The State Department reacted strongly yesterday to a published interview with Evan Galbraith, the retiring U.S. ambassdor to France, in which the envoy said "foreign policy is too important to be left up to Foreign Service officers."
In the interview with The New York Times, Galbraith also was quoted as saying: "It's like the line about war being too important to leave up to the generals. Well, the Foreign Service officer is like a military person. To move up, he has to avoid trouble. He learns in time to have a horror of confrontation.
"The result is that the dominant operations are make-work 'cover' operations that are not only useless but mislead people. It's just waves sloshing about without anybody really wanting to do something. There's something about the Foreign Service that takes the guts out of people. The tendency is to avoid confronting an issue."

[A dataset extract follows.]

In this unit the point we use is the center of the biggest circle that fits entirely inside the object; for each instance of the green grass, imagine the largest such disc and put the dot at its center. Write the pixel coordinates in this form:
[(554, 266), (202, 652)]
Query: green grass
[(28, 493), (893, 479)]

At his briefing yesterday, department spokesman Bernard Kalb said Secretary of State George P. Shultz "does not agree with the characterization of the Foreign Service attributed to Ambassador Galbraith."
"The secretary," he added, "finds that the Foreign Service implements the president's foreign policy with vigor and loyalty and is carrying out its mission in an outstanding matter. In a world in which the threat of terrorism is mounting, and America is called upon to deal with a difficult, dangerous and debilitating array of problems, it is the Foreign Service officer who often is out there on the front line."
Kalb also said that Galbraith thought the newspaper article "badly expressed" his views on the Foreign Service.